Guarantees or specifications - no difference there.
Moreover the additional guarantees are
always in effect unless explicitly and specifically requested
otherwise (most likely by means of a #pragma or _Pragma).
Documentation needs to be written for the #pragmas, but no other
documentation is required (it might be nice to describe the
additional guarantees but that is not required by the C
standard).
It' the other way around - you need to describe first what the
actual behavior in absence of any pragmas is, and this needs to be a
firm specification, so the programmer doesn't need to read your mind
(or the source code to the compiler) to find out what you meant.
"But it is clear that..." would not be a specification; what is
clear to you may absolutely not be clear to anybody else.
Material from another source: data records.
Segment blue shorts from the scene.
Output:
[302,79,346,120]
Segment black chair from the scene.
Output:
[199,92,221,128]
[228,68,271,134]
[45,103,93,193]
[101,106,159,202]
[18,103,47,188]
This is also the only chance you'll have of getting this implemented
in one of the current compilers (and let's face it, if you want
high-quality code, you would need that; both LLVM and GCC
have taken an enormous amount of effort up to now, and duplicating
that is probably not going to happen).
The point is to change the behavior of the compiler but
still conform to the existing ISO C standard.
I understood that - defining things that are currently undefined.
But without a specification, that falls down.
So, let's try something that causes some grief - what should
be the default behavior (in the absence of pragmas) for integer
overflow? More specifically, can the compiler set the condition
to false in
int a;
...
if (a > a + 1) {
}
and how would you specify this in an unabigous manner?